The Central Western Daily was on Tuesday shown around a property in Glenroi which was in a condition most self-respecting feral animals would turn their noses up at.
Ceilings and walls striped of gyprock, furniture and other household items strewn throughout rooms and yards, inexplicable fire damage.
Former Orange City Councillor Neil Jones said the Currong Crescent property had been lived in about three-four months ago but had since been abandoned and was being progressively damaged by intruders.
The NSW government takes against tenants who continually damage and destroy public housing by putting them on a lifetime blacklist to be refused housing unless they pay the damage bill in full.
But what about the penalties for those found to be vandalising vacant properties?
Surely those responsible for turning this property into an uninhabitable eyesore should, if caught, be forced to stump up the money to repair the damage they have caused, in addition to the criminal proceedings they would also undoubtedly face?
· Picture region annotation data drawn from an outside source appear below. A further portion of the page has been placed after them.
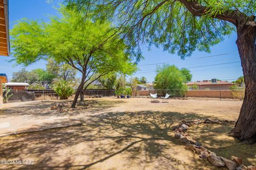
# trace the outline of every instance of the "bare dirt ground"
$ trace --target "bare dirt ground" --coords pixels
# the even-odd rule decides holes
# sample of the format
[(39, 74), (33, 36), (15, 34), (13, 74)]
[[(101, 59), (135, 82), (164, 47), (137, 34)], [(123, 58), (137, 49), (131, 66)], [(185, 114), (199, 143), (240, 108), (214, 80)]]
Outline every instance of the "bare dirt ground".
[[(182, 119), (236, 120), (242, 105), (234, 101), (93, 100), (99, 103), (69, 113), (51, 110), (52, 101), (5, 105), (0, 110), (0, 125), (9, 126), (0, 128), (2, 135), (78, 121), (83, 125), (0, 137), (0, 160), (34, 160), (33, 165), (0, 165), (0, 169), (215, 169), (174, 139), (172, 127)], [(194, 126), (188, 133), (220, 156), (242, 157), (246, 165), (256, 165), (256, 145), (227, 135), (234, 125), (209, 126)]]

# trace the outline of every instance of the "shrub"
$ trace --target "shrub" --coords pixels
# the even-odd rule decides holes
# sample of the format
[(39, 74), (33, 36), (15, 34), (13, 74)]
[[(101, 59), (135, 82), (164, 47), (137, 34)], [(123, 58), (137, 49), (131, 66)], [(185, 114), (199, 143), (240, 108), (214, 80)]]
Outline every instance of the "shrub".
[(75, 92), (73, 84), (70, 82), (65, 80), (57, 82), (53, 86), (53, 90), (60, 97), (61, 100), (67, 99)]
[(125, 95), (127, 96), (132, 95), (132, 89), (131, 88), (127, 88), (125, 89)]
[(8, 99), (12, 97), (13, 94), (11, 93), (11, 90), (7, 88), (5, 86), (3, 86), (3, 90), (5, 92), (3, 96), (3, 101), (4, 103), (6, 103), (8, 102)]
[(235, 99), (242, 100), (244, 98), (244, 94), (245, 92), (245, 88), (242, 87), (237, 87), (236, 85), (233, 85), (230, 87), (232, 90), (232, 95)]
And the sooner the better, because there is a chronic need for these properties in our city.
The waiting time for a three-bedroom social housing property in Orange is more than 10 years. It’s 5-10 years for a two-bedroom property, and 2-5 years for both four bedroom and one-bedroom properties.
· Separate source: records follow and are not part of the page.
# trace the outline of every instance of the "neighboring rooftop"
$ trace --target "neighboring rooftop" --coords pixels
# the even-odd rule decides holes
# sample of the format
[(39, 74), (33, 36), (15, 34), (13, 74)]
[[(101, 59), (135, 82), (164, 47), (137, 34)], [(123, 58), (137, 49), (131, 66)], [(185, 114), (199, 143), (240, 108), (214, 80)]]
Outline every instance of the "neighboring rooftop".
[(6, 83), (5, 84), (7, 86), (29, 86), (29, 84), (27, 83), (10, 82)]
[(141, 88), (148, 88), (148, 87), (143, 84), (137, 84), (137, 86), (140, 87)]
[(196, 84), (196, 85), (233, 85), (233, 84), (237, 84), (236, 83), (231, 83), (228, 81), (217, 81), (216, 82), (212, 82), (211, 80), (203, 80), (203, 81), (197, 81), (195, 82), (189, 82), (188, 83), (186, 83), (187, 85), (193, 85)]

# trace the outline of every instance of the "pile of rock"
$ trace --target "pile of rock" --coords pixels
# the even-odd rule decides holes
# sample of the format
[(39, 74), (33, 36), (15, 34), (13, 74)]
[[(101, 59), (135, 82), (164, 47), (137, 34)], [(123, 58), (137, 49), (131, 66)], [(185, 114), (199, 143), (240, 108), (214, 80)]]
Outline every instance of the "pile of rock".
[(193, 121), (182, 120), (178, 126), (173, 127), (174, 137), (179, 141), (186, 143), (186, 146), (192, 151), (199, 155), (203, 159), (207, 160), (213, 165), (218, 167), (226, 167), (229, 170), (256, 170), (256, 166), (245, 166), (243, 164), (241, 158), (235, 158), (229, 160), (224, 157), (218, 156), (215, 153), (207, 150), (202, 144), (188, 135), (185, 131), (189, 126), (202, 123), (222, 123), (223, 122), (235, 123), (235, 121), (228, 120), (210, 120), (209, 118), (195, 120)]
That’s a lot of people – including families and young children – waiting in the chilly wings of our city for their shot at a roof over their heads to call their own.
It is all well and good for critics to claim the answer is simply to build more homes, or for a government to purchase more homes. With what exactly? Money from the taxpayer does not come from some magic money tree in the backyard.
It’s obvious but true – for every destroyed home, it means there is another family in need left without a place to call home.
And that’s what makes the acts of these vandals all the more despicable.
It’s not an attack on a building – it’s an attack on their fellow man who just wants somewhere to live.